1. A method of forming a CMOS device comprising:

forming first and second conductive structures on a substrate;

forming an insulation layer on the substrate having the first and second conductive structures; and

patterning the insulation layer to form an insulation layer pattern having a first portion on the first conductive structure and a second portion on the second conductive structure, the first portion having a compressive stress and functioning as an etch stop layer, and the second portion functioning as an etch stop layer.

2. The method claim 1, further comprising annealing the insulation layer pattern.

3. The method of claim 2, wherein the insulation layer pattern is annealed by a rapid thermal process.

4. The method of claim 2, wherein the insulation layer pattern is annealed at a temperature of about 500° C. to about 1,000° C.

5. The method of claim 1, wherein the insulation layer comprises silicon nitride, silicon oxynitride, silicon carbide, silicon carbon nitride or a combination thereof.

6. The method of claim 1, wherein the insulation layer has a thickness of about 300 Å to about 700 Å.

7. The method of claim 1, wherein forming the insulation layer pattern comprises:

forming a photoresist pattern on the insulation layer to partially expose the insulation layer; and

partially etching the insulation layer using the photoresist pattern as an etching mask to form the insulation layer pattern.

8. The method of claim 1, wherein the first conductive structure corresponds to an NMOS transistor, and the second conductive structure corresponds to a PMOS transistor.

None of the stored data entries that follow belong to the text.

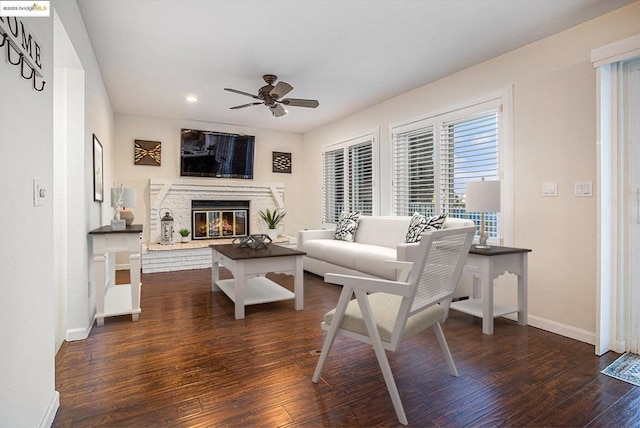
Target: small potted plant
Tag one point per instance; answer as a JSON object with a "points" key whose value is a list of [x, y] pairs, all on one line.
{"points": [[272, 219], [185, 235]]}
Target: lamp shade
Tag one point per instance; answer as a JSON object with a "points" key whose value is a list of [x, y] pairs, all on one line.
{"points": [[483, 196], [129, 197]]}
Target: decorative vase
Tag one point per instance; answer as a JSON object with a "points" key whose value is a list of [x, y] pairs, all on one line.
{"points": [[272, 233]]}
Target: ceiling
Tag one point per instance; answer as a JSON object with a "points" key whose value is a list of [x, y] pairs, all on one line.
{"points": [[348, 54]]}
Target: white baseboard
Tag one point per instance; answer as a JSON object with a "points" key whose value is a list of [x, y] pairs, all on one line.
{"points": [[559, 328], [79, 333], [52, 409]]}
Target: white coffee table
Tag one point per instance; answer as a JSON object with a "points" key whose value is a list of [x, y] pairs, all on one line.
{"points": [[249, 286]]}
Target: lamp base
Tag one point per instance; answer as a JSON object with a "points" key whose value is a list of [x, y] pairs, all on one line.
{"points": [[118, 224]]}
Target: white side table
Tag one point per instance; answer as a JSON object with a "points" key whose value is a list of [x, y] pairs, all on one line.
{"points": [[485, 265], [112, 300]]}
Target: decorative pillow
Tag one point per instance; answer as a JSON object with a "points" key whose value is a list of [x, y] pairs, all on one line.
{"points": [[420, 223], [347, 227]]}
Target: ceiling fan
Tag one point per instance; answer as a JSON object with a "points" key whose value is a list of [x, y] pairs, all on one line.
{"points": [[271, 96]]}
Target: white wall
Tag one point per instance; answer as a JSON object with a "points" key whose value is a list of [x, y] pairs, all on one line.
{"points": [[83, 214], [554, 132], [27, 386], [129, 128], [34, 309]]}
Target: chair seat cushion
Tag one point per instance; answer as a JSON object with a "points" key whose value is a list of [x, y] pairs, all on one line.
{"points": [[385, 309]]}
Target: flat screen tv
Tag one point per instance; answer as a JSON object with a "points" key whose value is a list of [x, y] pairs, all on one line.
{"points": [[216, 154]]}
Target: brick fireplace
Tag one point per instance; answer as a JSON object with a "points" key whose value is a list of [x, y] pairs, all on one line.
{"points": [[179, 195]]}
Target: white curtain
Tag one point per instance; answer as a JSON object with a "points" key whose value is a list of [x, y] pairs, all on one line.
{"points": [[618, 298]]}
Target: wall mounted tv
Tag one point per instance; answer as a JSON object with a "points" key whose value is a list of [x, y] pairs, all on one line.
{"points": [[216, 154]]}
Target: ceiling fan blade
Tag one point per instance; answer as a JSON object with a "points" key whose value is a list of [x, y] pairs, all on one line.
{"points": [[281, 89], [297, 102], [245, 105], [242, 93], [278, 110]]}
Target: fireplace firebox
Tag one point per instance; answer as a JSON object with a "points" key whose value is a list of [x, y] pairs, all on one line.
{"points": [[219, 219]]}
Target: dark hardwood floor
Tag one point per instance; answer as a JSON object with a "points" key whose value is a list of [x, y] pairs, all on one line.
{"points": [[188, 362]]}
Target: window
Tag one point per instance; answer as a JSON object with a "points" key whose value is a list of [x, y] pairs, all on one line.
{"points": [[435, 157], [348, 178]]}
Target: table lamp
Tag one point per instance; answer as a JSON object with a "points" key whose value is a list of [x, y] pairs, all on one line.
{"points": [[121, 198], [483, 197]]}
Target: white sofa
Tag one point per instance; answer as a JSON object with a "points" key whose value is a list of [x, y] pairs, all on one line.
{"points": [[377, 239]]}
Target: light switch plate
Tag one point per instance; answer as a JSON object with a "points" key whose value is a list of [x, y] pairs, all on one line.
{"points": [[38, 192], [550, 189], [583, 189]]}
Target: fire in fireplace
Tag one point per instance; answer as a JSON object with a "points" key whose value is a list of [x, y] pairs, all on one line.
{"points": [[219, 219]]}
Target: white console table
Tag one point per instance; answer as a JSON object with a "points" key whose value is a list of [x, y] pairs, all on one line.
{"points": [[123, 299], [485, 265]]}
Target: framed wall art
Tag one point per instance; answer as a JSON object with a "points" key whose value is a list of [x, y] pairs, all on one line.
{"points": [[282, 162], [98, 173], [147, 152]]}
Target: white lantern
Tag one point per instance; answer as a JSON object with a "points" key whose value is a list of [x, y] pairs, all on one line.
{"points": [[166, 228]]}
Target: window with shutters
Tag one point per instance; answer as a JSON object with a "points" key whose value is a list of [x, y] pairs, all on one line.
{"points": [[348, 178], [435, 157]]}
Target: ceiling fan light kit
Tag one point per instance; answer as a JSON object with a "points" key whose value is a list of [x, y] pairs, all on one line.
{"points": [[271, 96]]}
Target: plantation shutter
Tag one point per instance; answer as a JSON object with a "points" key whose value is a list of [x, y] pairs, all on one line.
{"points": [[361, 178], [414, 175], [333, 185], [468, 152]]}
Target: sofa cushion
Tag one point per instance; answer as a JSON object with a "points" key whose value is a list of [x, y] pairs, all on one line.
{"points": [[351, 255], [347, 227], [382, 230], [371, 258]]}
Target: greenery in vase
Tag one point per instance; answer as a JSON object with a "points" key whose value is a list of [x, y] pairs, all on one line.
{"points": [[272, 218]]}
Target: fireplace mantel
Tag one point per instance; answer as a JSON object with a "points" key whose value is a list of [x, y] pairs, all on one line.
{"points": [[176, 194]]}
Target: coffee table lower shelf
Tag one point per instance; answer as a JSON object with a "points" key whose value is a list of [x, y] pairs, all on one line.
{"points": [[257, 290]]}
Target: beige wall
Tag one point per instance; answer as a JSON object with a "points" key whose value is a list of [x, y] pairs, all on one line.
{"points": [[554, 135], [129, 128]]}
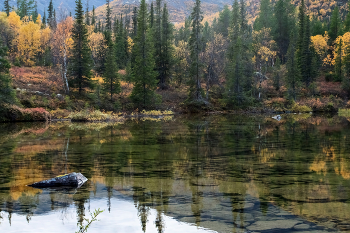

9. A method of forming a CMOS device comprising:

forming first and second conductive structures on a substrate;

forming a first insulation layer on the substrate having the first and second conductive structures;

patterning the first insulation layer to form a first insulation layer pattern having a first portion on the first conductive structure and a second portion on the second conductive structure, the first portion having a compressive stress and functioning as an etch stop layer, and the second portion functioning as an etch stop layer;

forming a second insulation layer on the substrate having the first insulation layer pattern;

patterning the second insulation layer to form a second insulation layer pattern partially exposing the first insulation layer pattern; and

etching the first insulation layer pattern using the second insulation layer pattern as an etching mask to form a contact hole.

10. The method claim 9, after forming the first insulation layer pattern, further comprising annealing the first insulation layer pattern.

11. The method of claim 10, wherein the first insulation layer pattern is annealed by a rapid thermal process.

12. The method of claim 10, wherein the first insulation layer pattern is annealed at a temperature of about 500° C. to about 1,000° C.

13. The method of claim 9, wherein the first insulation layer comprises silicon nitride, silicon oxynitride, silicon carbide, silicon carbon nitride or a combination thereof.

14. The method of claim 9, wherein the first insulation layer has a thickness of about 300 Å to about 700 Å.

15. The method of claim 9, wherein forming the first insulation layer pattern comprises:

forming a photoresist pattern on the first insulation layer to partially expose the first insulation layer; and

partially etching the first insulation layer using the photoresist pattern as an etching mask to form the first insulation layer pattern.

16. The method of claim 9, wherein the second insulation layer pattern has a critical dimension of no more than about 0.15 μm.